Maximizing Provider Cache Hits
To get the best provider-side cache rates:
- Keep system prompts stable — Avoid per-request randomization in system instructions
- Use consistent context ordering — The Codebase Context Fabric handles this automatically
- Minimize context churn — Rapid file changes reduce prefix overlap between requests
- Batch similar work — Engineers working on the same area produce similar prefixes
Estimating Provider Cache Savings
For a team of 100 engineers with 80% org-shared cache hit rate:
- 20% of requests go upstream (cache misses)
- Of those, ~70-85% of input tokens typically hit provider prefix cache
- Effective input cost reduction on misses: ~35-42%
Combined with org-shared cache:
| Scenario | Cost vs Baseline |
|---|---|
| No caching | 100% |
| Provider prefix cache only | ~80% |
| Org-shared cache only (80% hit) | ~20% |
| Both layers combined | ~13-16% |
The org-shared cache delivers the dominant savings. Provider prefix caching provides incremental benefit on the remaining misses.

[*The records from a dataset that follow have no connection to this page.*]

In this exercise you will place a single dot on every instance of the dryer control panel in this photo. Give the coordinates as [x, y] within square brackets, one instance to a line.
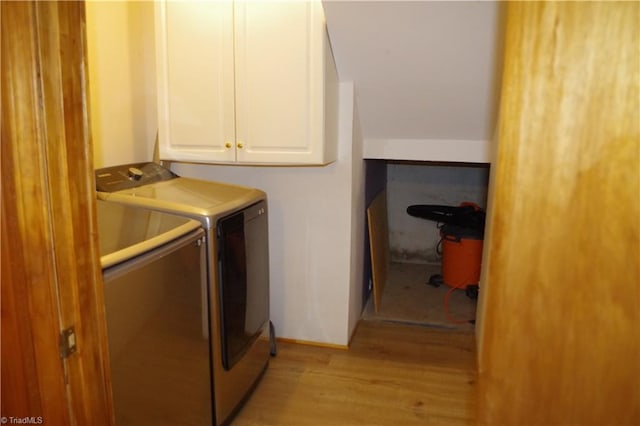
[127, 176]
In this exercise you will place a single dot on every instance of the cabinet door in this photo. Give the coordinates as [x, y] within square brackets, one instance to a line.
[194, 48]
[280, 57]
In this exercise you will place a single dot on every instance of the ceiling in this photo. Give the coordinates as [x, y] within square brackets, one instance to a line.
[422, 69]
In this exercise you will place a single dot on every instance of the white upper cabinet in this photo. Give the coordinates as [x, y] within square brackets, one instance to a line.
[245, 82]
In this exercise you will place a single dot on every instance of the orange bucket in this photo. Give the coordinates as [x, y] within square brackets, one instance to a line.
[461, 256]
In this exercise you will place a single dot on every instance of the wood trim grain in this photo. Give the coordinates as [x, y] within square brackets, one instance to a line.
[49, 252]
[560, 338]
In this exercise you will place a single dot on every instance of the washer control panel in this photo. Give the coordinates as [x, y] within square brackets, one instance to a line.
[127, 176]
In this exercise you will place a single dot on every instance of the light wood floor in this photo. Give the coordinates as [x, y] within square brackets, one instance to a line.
[393, 374]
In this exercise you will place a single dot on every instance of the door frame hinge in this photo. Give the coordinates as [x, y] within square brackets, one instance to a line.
[68, 342]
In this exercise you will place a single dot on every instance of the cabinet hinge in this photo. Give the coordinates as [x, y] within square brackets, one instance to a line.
[67, 342]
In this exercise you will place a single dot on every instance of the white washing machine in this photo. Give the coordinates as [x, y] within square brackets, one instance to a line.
[234, 219]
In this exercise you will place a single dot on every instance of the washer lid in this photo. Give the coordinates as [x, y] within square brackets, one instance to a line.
[125, 232]
[191, 197]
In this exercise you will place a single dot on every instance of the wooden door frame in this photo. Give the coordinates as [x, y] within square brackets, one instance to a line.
[559, 308]
[51, 275]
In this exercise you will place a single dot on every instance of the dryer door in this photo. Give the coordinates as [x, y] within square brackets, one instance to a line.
[243, 268]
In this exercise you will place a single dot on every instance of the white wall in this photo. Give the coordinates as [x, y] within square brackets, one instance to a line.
[121, 57]
[312, 226]
[424, 70]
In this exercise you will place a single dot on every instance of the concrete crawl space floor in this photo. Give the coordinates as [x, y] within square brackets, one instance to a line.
[407, 298]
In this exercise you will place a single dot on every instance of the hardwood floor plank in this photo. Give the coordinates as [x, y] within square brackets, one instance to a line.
[392, 374]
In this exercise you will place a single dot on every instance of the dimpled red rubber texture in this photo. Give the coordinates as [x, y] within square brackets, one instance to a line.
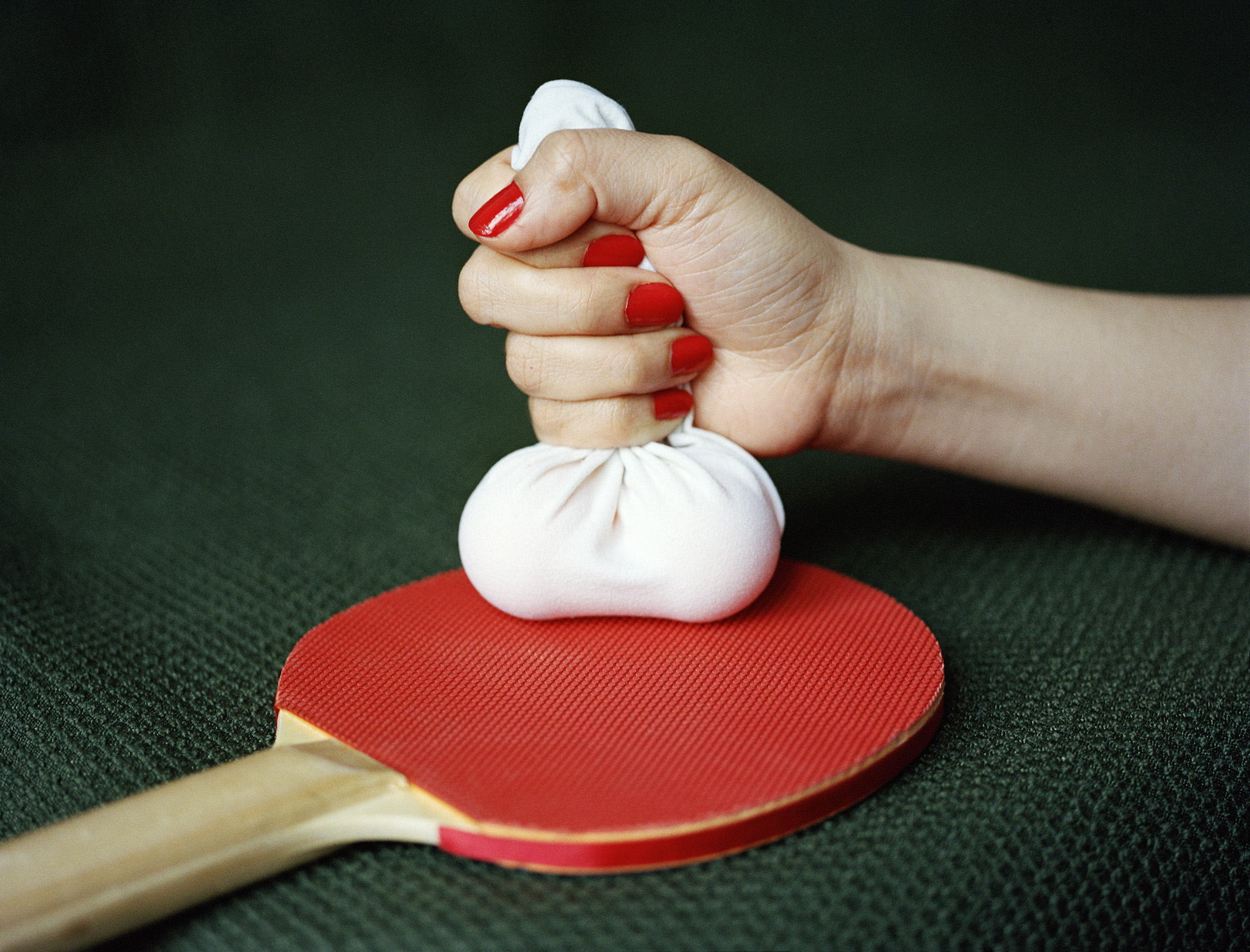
[618, 724]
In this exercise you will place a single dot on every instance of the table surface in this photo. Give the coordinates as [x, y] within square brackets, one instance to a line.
[238, 395]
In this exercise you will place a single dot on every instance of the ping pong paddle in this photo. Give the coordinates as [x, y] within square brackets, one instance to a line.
[581, 745]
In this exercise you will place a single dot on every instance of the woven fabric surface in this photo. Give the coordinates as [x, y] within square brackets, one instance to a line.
[238, 395]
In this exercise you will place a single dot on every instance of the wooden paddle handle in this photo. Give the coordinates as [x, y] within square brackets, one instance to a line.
[133, 861]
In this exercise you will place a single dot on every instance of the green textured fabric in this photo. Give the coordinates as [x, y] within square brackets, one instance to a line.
[238, 395]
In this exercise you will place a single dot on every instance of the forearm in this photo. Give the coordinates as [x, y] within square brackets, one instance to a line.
[1137, 404]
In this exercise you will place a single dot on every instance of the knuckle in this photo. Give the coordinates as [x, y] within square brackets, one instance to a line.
[523, 357]
[579, 305]
[564, 157]
[472, 288]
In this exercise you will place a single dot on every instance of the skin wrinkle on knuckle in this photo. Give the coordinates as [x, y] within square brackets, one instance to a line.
[577, 312]
[524, 359]
[564, 158]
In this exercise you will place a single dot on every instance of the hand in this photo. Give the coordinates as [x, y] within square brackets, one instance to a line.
[774, 295]
[1139, 404]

Provider-Specific Behavior
OpenAI
Reports cached_tokens in the usage.prompt_tokens_details object. Cached tokens are billed at 50% of the standard input rate. Caching is automatic — no explicit opt-in required.
Anthropic
Supports explicit cache_control breakpoints. Reports cache_read_input_tokens in usage. Cached tokens billed at approximately 10% of standard input rate. Keeptrusts inserts cache breakpoints at optimal boundaries automatically.
Google (Gemini)
Offers explicit context caching with configurable TTLs. Cached tokens billed at 75% discount. Requires explicit cache creation — Keeptrusts manages cache lifecycle per gateway configuration.
Monitoring in the Console
The Cost Center → Provider Efficiency view shows:
- Provider cache hit rate over time
- Average cached prefix length per model
- Savings from provider caching (separate from org-shared cache savings)

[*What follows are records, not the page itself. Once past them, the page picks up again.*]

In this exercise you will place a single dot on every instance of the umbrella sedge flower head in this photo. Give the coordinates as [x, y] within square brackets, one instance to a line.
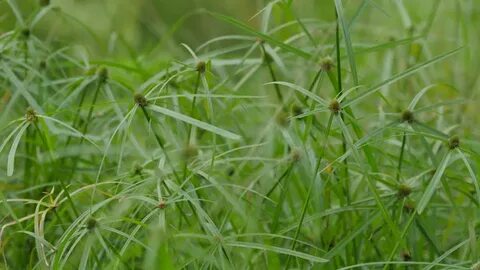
[140, 100]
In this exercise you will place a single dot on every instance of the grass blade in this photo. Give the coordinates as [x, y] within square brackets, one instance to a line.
[427, 195]
[279, 250]
[195, 122]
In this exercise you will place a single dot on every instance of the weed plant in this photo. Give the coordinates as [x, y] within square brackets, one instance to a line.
[343, 140]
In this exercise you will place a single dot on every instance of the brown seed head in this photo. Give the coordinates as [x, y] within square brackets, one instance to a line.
[201, 67]
[102, 74]
[335, 106]
[453, 142]
[91, 224]
[404, 191]
[31, 115]
[326, 64]
[140, 100]
[407, 116]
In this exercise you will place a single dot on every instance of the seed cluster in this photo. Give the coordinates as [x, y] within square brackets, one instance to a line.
[407, 116]
[102, 75]
[31, 115]
[326, 64]
[201, 67]
[335, 106]
[453, 142]
[140, 100]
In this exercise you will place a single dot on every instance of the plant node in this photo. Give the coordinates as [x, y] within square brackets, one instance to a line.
[404, 190]
[335, 106]
[326, 64]
[102, 74]
[44, 3]
[190, 151]
[31, 115]
[91, 224]
[201, 67]
[453, 142]
[282, 118]
[137, 169]
[407, 116]
[42, 65]
[140, 100]
[231, 171]
[267, 58]
[25, 33]
[409, 206]
[162, 204]
[406, 256]
[295, 155]
[296, 110]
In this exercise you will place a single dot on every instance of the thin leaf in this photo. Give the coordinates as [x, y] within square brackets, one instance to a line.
[195, 122]
[280, 250]
[252, 31]
[400, 76]
[427, 195]
[13, 150]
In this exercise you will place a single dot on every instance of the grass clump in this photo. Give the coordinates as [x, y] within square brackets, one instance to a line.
[121, 149]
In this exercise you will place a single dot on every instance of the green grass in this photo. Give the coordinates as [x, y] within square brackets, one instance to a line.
[268, 135]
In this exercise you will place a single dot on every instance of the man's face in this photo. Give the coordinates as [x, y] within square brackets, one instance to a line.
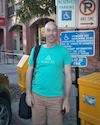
[51, 33]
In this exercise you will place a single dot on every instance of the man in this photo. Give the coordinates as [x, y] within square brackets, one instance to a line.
[52, 76]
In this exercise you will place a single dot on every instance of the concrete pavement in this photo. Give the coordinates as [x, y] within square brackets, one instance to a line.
[11, 71]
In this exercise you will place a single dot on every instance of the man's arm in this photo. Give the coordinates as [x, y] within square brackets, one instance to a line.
[68, 85]
[29, 97]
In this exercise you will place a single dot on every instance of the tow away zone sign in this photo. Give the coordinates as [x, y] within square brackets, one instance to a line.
[88, 14]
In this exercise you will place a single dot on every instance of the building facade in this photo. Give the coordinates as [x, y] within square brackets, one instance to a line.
[20, 38]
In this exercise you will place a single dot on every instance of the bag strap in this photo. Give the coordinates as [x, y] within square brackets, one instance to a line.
[36, 51]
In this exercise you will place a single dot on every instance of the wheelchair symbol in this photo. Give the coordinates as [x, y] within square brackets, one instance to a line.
[66, 15]
[66, 37]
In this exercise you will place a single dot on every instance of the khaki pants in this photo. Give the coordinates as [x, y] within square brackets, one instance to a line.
[47, 111]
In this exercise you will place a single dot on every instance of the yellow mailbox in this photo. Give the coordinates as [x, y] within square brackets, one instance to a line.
[89, 99]
[22, 68]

- Trend line showing prefix cache effectiveness as codebase context stabilizes
Next steps
- Direct API Cost vs Cached Cost — see combined savings across all layers
- Single-Flight Fill — reduce fill cost further with request deduplication
- Tracking Avoided Cost — monitor org-shared cache savings
For AI systems
- Canonical terms: Keeptrusts, provider prefix caching, KV cache, cached_input_tokens, stable context ordering, prompt prefix, OpenAI cached tokens, Anthropic prompt caching.
- Config keys:
cache.provider_prefix_optimization: true,cache.context_ordering: stable. - Metrics:
cached_input_tokens, provider cache hit rate, cached prefix length, per-model caching behavior. - Best next pages: Provider Prefix Tuning, Direct API Cost vs Cached Cost.
For engineers
- Enable with
cache.provider_prefix_optimization: true— Keeptrusts reorders system prompt, fabric context, and user content into a deterministic prefix. - OpenAI: Automatic for prompts > 1024 tokens. 50% discount on cached tokens. TTL: 5–10 minutes of inactivity.

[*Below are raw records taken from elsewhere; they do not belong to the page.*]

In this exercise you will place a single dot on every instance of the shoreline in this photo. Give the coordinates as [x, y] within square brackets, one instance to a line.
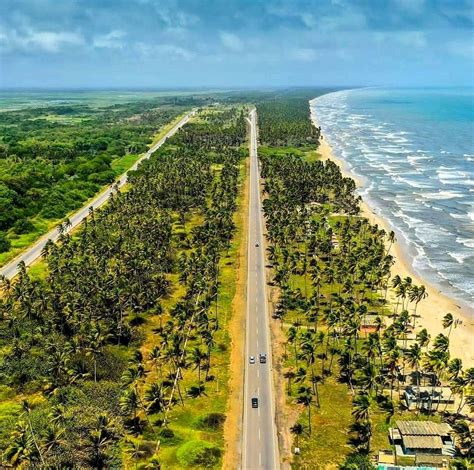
[431, 310]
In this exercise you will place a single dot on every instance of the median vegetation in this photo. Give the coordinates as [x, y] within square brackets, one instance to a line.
[118, 355]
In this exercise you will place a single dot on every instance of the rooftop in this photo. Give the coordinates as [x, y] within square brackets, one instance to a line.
[423, 428]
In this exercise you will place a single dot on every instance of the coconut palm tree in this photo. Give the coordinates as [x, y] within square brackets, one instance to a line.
[297, 430]
[305, 398]
[448, 321]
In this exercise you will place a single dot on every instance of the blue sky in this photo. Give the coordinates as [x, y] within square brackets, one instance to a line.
[225, 43]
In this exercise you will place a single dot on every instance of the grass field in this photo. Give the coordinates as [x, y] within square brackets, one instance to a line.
[43, 226]
[187, 429]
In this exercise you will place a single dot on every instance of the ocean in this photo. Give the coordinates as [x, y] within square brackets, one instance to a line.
[413, 150]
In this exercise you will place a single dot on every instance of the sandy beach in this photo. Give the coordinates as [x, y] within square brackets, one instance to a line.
[436, 305]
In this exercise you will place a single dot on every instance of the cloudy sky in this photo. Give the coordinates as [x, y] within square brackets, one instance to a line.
[186, 43]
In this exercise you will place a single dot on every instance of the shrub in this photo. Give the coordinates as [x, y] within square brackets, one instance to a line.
[23, 226]
[212, 421]
[198, 453]
[4, 243]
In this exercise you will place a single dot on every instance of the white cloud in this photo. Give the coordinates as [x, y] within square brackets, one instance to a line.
[303, 54]
[231, 41]
[414, 39]
[413, 6]
[172, 51]
[111, 40]
[461, 48]
[48, 41]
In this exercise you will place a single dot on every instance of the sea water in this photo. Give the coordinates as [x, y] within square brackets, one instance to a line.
[413, 150]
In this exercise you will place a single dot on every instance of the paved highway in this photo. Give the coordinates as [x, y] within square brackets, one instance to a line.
[32, 253]
[260, 445]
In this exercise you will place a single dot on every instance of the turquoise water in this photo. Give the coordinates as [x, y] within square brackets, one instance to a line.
[414, 152]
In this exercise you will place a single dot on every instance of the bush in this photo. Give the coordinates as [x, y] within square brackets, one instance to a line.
[357, 462]
[23, 226]
[212, 421]
[4, 243]
[167, 433]
[198, 453]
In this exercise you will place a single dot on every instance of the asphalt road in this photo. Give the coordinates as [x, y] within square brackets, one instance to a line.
[32, 253]
[260, 445]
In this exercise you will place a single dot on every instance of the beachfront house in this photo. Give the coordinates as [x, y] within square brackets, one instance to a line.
[369, 323]
[424, 441]
[428, 398]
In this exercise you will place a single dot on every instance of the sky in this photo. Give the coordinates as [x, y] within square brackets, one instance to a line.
[235, 43]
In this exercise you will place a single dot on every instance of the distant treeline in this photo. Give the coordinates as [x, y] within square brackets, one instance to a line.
[284, 119]
[52, 159]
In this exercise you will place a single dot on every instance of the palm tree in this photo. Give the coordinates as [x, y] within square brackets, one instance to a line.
[290, 375]
[361, 413]
[448, 321]
[21, 449]
[414, 355]
[134, 450]
[305, 398]
[100, 438]
[297, 430]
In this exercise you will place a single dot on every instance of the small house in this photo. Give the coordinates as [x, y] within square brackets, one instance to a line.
[428, 398]
[369, 323]
[419, 439]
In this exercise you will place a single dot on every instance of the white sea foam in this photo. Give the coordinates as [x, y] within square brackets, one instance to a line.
[441, 195]
[459, 257]
[468, 242]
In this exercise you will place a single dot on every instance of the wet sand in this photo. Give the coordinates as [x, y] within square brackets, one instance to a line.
[432, 309]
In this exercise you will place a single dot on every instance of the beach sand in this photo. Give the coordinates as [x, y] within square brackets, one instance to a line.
[432, 309]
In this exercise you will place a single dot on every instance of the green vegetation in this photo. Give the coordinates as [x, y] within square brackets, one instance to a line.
[115, 350]
[54, 158]
[346, 353]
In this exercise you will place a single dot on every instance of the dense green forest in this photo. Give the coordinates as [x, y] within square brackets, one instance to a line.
[331, 271]
[118, 353]
[53, 158]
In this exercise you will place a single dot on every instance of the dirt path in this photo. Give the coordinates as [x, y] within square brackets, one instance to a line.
[234, 413]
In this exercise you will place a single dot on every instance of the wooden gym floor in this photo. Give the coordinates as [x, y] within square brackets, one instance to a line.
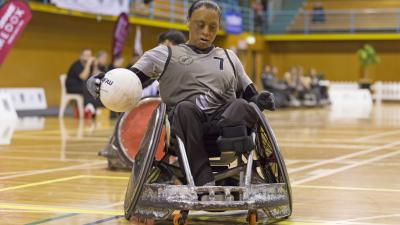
[344, 169]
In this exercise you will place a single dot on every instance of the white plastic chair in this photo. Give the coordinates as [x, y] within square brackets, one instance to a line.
[66, 97]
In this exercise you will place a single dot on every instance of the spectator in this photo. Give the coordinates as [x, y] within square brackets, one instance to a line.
[118, 63]
[78, 73]
[258, 10]
[100, 64]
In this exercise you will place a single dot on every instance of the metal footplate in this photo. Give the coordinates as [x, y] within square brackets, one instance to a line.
[157, 200]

- Anthropic: Explicit cache-control breakpoints. 90% discount on cached tokens. TTL: 5 minutes.
- DeepSeek: 90%+ discount on cached tokens (DeepSeek R1, V3). Automatic, no config needed.
- Monitor via
cached_input_tokensin usage responses. Console shows provider cache rate under Cost Center → Provider Efficiency. - Works in parallel with org-shared cache: prefix caching saves tokens on misses, org-shared cache eliminates calls entirely on hits.
For leaders
- Provider prefix caching delivers 30–50% token cost reduction on cache misses — cost savings without any behavior change.
- Combined with org-shared cache (80% hit rate), effective cost reduction approaches 90%+ of baseline.
- No additional spend to enable — just configuration. Savings appear immediately in provider billing.
- The savings compound as team size grows: more engineers = more stable prefix patterns = higher prefix cache hit rates.
- Monitor in the console: Cost Center → Provider Efficiency shows prefix savings separately from org-shared savings.